The classification used for the Australian genera in this key is now somewhat out of date but useful as a framework - see Tribal placement of genera. For more up to date accounts and summaries of ongoing work in the family see Solanaceae Source, a growing resource on the systematics and phylogeny of Solanaceae, particularly Solanum, and the Angiosperm Phylogeny Website with consideration of all of the latest work on the classification of Solanales and Solanaceae. Further works which involve the consideration of Australian taxa can be found under References.

Clarkson, J.J., Knapp, S., Aoki, Garcia, V.F., Olmstead R.G. & Chase M.W. (2004). Phylogenetic relationships in Nicotiana (Solanaceae) inferred from multiple plastid DNA regions. Mol. Phylogen. Evol. 33: 75-90.

D'Arcy, W.G. (1972). Solanaceae studies II: typifications of subdivisions of Solanum. Ann. Miss. Bot. Gard. 59: 262-278

Hunziker, A.T. (2001). Genera Solanacearum. The genera of Solanaceae illustrated, arranged according to a new system. (A.R.G. Gantner Verlag, Ruggell)

Knapp, S., Bohs, L., Nee, M. & Spooner, D.M. (2004). Solanaceae - a model for linking genomics with biodiversity. Comp. Funct. Genom. 5: 285–291.

Martins, T.R. & Barkman, T.J.(2005). Reconstruction of Solanaceae Phylogeny Using the Nuclear Gene SAMT. Systematic Botany 30(2): 435-447.

Olmstead, R.G., Sweere, J.A., Spangler, R.E., Bohs, L. & Palmer, J.D. (1999) . Phylogeny and provisional classification of the Solanaceae based on chloroplast DNA. Proceedings of IV International Solanaceae Congress.

Olmstead, R. G., Bohs,L., Migid, H.A., Santiago-Valentin, E., Garcia, V.F. & Collier, S.M. (2008).  A molecular phylogeny of the Solanaceae.

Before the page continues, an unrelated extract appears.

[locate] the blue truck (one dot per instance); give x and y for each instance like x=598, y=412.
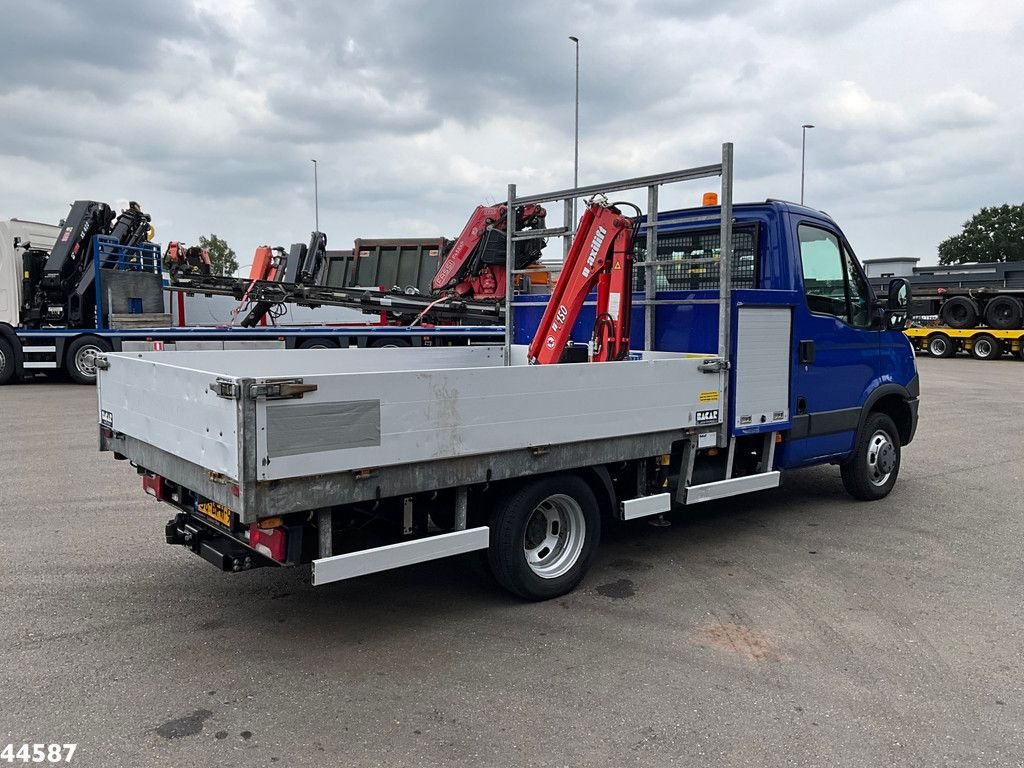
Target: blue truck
x=758, y=346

Taxon 57 (4): 1159–1181.

PBI Solanum Project. (2010). Solanaceae Source.  http://www.nhm.ac.uk/solanaceaesource/

Stevens, P. F. (2001 onwards). Angiosperm Phylogeny Website. Version 9, June  2008 [and more or less continuously updated since].

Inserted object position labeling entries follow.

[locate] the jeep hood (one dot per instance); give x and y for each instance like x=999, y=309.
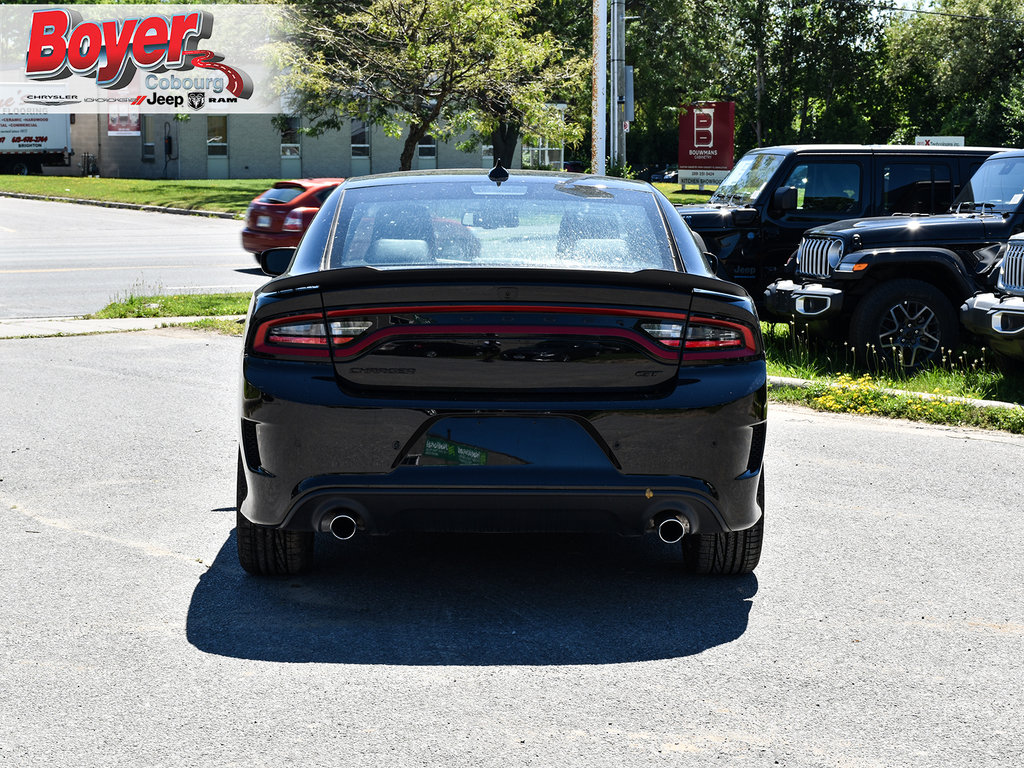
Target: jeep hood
x=709, y=216
x=904, y=230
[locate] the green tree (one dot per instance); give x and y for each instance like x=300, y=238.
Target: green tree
x=441, y=68
x=956, y=71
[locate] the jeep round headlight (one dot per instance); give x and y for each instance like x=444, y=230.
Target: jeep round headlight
x=835, y=253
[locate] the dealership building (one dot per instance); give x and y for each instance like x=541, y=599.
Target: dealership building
x=259, y=146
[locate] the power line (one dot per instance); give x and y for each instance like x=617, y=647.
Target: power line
x=894, y=9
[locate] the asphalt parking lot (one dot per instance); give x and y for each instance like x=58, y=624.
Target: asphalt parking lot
x=884, y=627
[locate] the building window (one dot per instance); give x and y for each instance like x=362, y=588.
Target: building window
x=216, y=135
x=427, y=148
x=360, y=139
x=290, y=146
x=148, y=133
x=541, y=155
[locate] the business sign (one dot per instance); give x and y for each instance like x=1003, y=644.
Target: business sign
x=706, y=141
x=939, y=141
x=157, y=58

Weese, T.L. & Bohs, L. (2007). A three-gene phylogeny of the genus Solanum (Solanacaea). Systematic Botany 32: 445-463.

Species taxonomy

Classification at the species level will also continue to change as we learn more about the Australian species.

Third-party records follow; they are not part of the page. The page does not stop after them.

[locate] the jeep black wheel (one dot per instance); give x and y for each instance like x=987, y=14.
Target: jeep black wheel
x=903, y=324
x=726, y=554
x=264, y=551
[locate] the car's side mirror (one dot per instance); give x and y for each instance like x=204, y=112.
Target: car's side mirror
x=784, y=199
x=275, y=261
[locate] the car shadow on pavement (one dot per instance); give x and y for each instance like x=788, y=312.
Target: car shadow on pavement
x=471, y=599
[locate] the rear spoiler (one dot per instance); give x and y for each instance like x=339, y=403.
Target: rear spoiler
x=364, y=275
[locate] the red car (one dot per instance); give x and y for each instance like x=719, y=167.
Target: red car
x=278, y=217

There are likely to be considerable changes within the classification of the native species of Solanum in Australia. David Symon’s foundation work to put the whole of Solanum for Australia on a sound basis (Symon 1981) suffered as many of such works do, from inadequate collections and field work, despite David growing many of the species from seed. However the framework he supplied has allowed Tony Bean in Queensland to concentrate field work in that state (an area which David did not visit), and this has revealed considerably more species than was originally suspected. Tony too was able to look in more detail at complexes and characters, such as hair type, which David was not able to do. As a result of these studies Tony has published considerably more detailed species descriptions and there is a need for comparative descriptions of all of the Australian species. This may also help in the achievement of a better defined species concept for the group since those recognised in the later works appear to be more narrowly defined than in the earlier works.

Likewise the molecular studies of Chris Martine have exposed some problems with the taxonomy and relationships of the difficult dioecious species of Solanum of northern Australia. These dioecious species are not only more difficult to access but also require field observations to work out their biology and thus understand their taxonomy, and there will undoubtedly be some changes in the future. 

At the moment the well-known difficulties of Nicotiana species discrimination have not been resolved and it is expected that users will still struggle with the key provided. Future molecular work on the genus may provide some answers here.